Because I spend the most of my working day writing about the IT security space, you might think I get to read an awful lot of research papers concerning proof of concept threats and potential exploits.
And you would be right. On the whole, while these are interesting enough to someone such as myself, when it comes to the actual real-world risk posed to your average enterprise by such research that is best summed up in the title of a recent blog of mine: Cryptography attack: side-channel cloud threat is all nerd and no knickers. I concluded that particular piece by saying that "If you are a business with real data out there in the real cloud, and assuming you've followed basic security best-practice strategies, including the rather obvious non-use of public clouds for highly sensitive data storage, you can move on: nothing to see here..."
But not all labs-based security research can be so readily dismissed. Take the new Google MapReduce proof of concept, for example.
Researchers from NC State University and the University of Oregon are going to present their paper with the up-beat title of Abusing Cloud-Based Browsers for Fun and Profit at a security applications conference in Orlando, Florida next week. Ordinarily I wouldn't recommend these kind of papers unless you suffer from insomnia and have tired of counting sheep, but give this one a go if you are of a technical IT bent. It's worth investing a little time in getting your heading around it, in my never humble opinion. Not least as the potential for this to find a place in the very real world of computer crime is quite high.
So what is all the fuss about, and what has Google got to do with it? Well, for a start it isn't a direct threat to data as in it exposes a vulnerability that in turn exposes your data in the cloud - it is much more interesting and ingenious than that. Instead, what this proof of concept shows is how cybercriminal and hacker types can fairly easily hijack cloud-based mobile browsers, or rather the computational power of the cloud which they offload their processing to, in order to be used for everything from password cracking through to denial of service (DoS) attacks.
Think of the risk, in layman's terms, as being equivalent to that of a poorly configured mail server being used as an open relay for spam and the distribution of malicious attachments.
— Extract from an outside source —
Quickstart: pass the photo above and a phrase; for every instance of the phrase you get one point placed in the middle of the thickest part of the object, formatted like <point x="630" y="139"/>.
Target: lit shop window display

Cloud browser providers render web pages in the cloud, effectively becoming 'open computation centres' as the research authors put it. The researchers have named the new threat a Browser MapReduce or BMR.
The clever bit, and this is where Google enters the fray, is that the researchers were able to use the search giant's 'MapReduce' programming model which provides an in-the-cloud implementation for processing and generating large data sets.
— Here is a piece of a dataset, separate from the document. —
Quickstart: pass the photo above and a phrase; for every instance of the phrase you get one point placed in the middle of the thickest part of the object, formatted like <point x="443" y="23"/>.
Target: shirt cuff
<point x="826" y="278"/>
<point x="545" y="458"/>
But they used it without paying for it, without renting space, and with anonymity. This was achieved courtesy of a combination of using URL shortening sites to disguise the traffic between multiple nodes by storing large data there, and the use of the cloud-based Puffin browser.
Sure, it's possible to simply commit a payment fraud of some kind and rent some space on Amazon EC2 or similar, and perform your computationally intense activities from there. Or use a botnet of zombie machines for the purpose. And both these methods are the norm for the cybercriminal of today.
The cybercriminal with an eye on tomorrow, however, is always looking for new methods which can keep the costs down both in terms of budget but importantly also in terms of risk. If you commit fraud or run a zombie botnet then you have an additional risk layer that could mean you get caught. Removing these from the equation would seem to be an attractive option, and that's why this particular proof of concept comes, if you'll pardon the phraseology, complete with knickers firmly pulled up. Indeed, the researchers in question were able to use Puffin and the MapReduce process to knock out 24,000 hashes per second in their password cracker testing.
So what can be done to mitigate against such abuse? That's the slightly more difficult bit it would seem. There is talk online already about cloud browser providers shoring up their defences and monitoring traffic more effectively. This would require some kind of account association to be able to produce an IP blacklist of potential offenders. If providers coupled this with a device-specific private key, as is the case with the Silk Browser on the Amazon Kindle Fire, then the possibility of abuse is further reduced.
Certainly, having read the paper in question a couple of times now in order to allow it to sink in properly, I have to agree with the conclusion that the results of the testing "strongly suggest that current cloud browsers are a viable source of arbitrary free computing at large scale". If I were a cloud browser provider, I would be investigating how to stop the brown stuff before it hits the fan - as it inevitably will now this paper has been published.